Salondaki heyecanın alanlara da taşınmasını isteyen CHP lideri, "Alanda heyecan var. Vatandaşlarımız sizleri bekliyor. Birimiz iki, ikimiz dört olacağız. Dördümüz altı olacağız, onumuz yirmi olacağız. Birimiz binlerce olacağız. Bu ülkenin geleceğini inşa edeceğiz. Bu ülkede demokrasiyi inşa edeceğiz. Hiç kimsenin kimliğini, inancını, yaşam tarzını siyasete alet etmeyeceğiz. İnsana insan olarak bakacağız, Allah'ın yarattığı en değerli varlık olarak bakacağız ve ona hizmet etmekten onur duyacağız, gurur duyacağız" diye konuştu.

 Diyabet hastalarının sorunlarına değinen Kılıçdaroğlu, diyabet hastalarının sağlık harcamaları ile ilgili düzenlemelerin kendi iktidarları döneminde yapılacağını söyledi.

"Bütün çiftçilere elektriği bedava vereceğiz"

Konya ziyaretinde vatandaşların sorunlarını dinlediğini hatırlatan Kılıçdaroğlu, tüm Türkiye'de çiftçilere elektriği ücretsiz vereceklerini söyledi.

Kılıçdaroğlu, "Allah'ın güneşi bedava. Petrol yok, kömür yok. Güneş var o da bedava. Kooperatif şeklinde örgütleneceksiniz, kooperatif size bedava elektrik verecek artan elektriği de satarak gelir elde edeceksiniz" dedi.

"SADAT ve benzerlerinden asla çekinmeyin"

SADAT ve seçim güvenliği konusunda vatandaşların kaygılarını dile getirdiklerini söyleyen CHP lideri, "Biz hayatta olduğumuz sürece, son CHP'li hayatta olduğu sürece, SADAT ve benzerlerinden asla çekinmeyin, asla korkmayın. Çünkü biz Kuvayi Milliyeciyiz" diye konuştu.

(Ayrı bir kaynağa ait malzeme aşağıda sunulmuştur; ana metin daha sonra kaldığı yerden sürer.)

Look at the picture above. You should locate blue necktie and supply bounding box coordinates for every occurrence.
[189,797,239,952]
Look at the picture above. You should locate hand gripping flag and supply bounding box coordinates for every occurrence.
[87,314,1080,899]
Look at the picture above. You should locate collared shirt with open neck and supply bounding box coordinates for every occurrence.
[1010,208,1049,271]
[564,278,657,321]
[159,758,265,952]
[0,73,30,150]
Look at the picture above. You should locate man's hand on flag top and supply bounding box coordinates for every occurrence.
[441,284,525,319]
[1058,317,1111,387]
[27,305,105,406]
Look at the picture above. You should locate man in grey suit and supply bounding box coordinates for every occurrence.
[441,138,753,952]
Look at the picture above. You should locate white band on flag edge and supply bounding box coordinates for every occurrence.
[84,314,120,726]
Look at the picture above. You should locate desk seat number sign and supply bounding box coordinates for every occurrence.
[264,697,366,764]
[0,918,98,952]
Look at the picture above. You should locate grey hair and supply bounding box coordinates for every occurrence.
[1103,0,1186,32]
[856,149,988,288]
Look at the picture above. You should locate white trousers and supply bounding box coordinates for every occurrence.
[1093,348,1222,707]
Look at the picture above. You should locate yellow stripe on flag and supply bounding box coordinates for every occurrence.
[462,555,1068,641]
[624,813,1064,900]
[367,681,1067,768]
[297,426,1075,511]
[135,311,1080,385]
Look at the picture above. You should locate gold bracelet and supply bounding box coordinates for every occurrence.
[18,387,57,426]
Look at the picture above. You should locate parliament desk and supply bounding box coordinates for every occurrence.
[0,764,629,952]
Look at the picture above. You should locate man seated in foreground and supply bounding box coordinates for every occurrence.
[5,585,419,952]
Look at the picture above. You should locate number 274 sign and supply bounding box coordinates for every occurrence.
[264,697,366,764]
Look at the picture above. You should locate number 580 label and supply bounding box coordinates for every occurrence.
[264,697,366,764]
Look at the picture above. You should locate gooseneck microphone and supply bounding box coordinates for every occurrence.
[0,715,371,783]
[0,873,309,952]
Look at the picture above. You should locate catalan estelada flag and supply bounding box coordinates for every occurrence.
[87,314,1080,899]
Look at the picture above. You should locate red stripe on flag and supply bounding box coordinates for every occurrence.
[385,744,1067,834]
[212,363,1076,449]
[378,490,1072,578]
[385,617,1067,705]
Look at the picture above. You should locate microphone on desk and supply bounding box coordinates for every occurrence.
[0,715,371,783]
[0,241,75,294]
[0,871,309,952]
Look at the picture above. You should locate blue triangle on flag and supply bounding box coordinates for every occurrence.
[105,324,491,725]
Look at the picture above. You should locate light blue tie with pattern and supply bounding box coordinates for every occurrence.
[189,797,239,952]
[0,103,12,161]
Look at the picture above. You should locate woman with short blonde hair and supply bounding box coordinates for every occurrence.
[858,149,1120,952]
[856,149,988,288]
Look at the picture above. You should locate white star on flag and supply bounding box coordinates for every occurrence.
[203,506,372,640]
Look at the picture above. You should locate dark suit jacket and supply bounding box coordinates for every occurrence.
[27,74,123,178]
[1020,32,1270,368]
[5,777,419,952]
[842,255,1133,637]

Milliye4tçi ve ülkücü seçmenlere de seslenen Kemal Kılıçdaroğlu, "Sizin desteklediğiniz kişi, geçmişte ‘Türk bayrağını kaldıracağım' diyen kişinin yanında biz onun karşısındayız. ‘Ben Türkçeyi kaldıracağım, Arapçayı getireceğim' diyen adam onların yanında. Biz Türkçemizi kendi bayrağımız yapacağız. Onlar ‘Türkiye Cumhuriyeti devletini kaldıracak, yerine ‘Asrika' diye bir devlet kuracağız' diyorlar, biz Türkiye Cumhuriyeti devletini sonuna kadar savunacağız. Görkemli bir devlet yapacağız" dedi.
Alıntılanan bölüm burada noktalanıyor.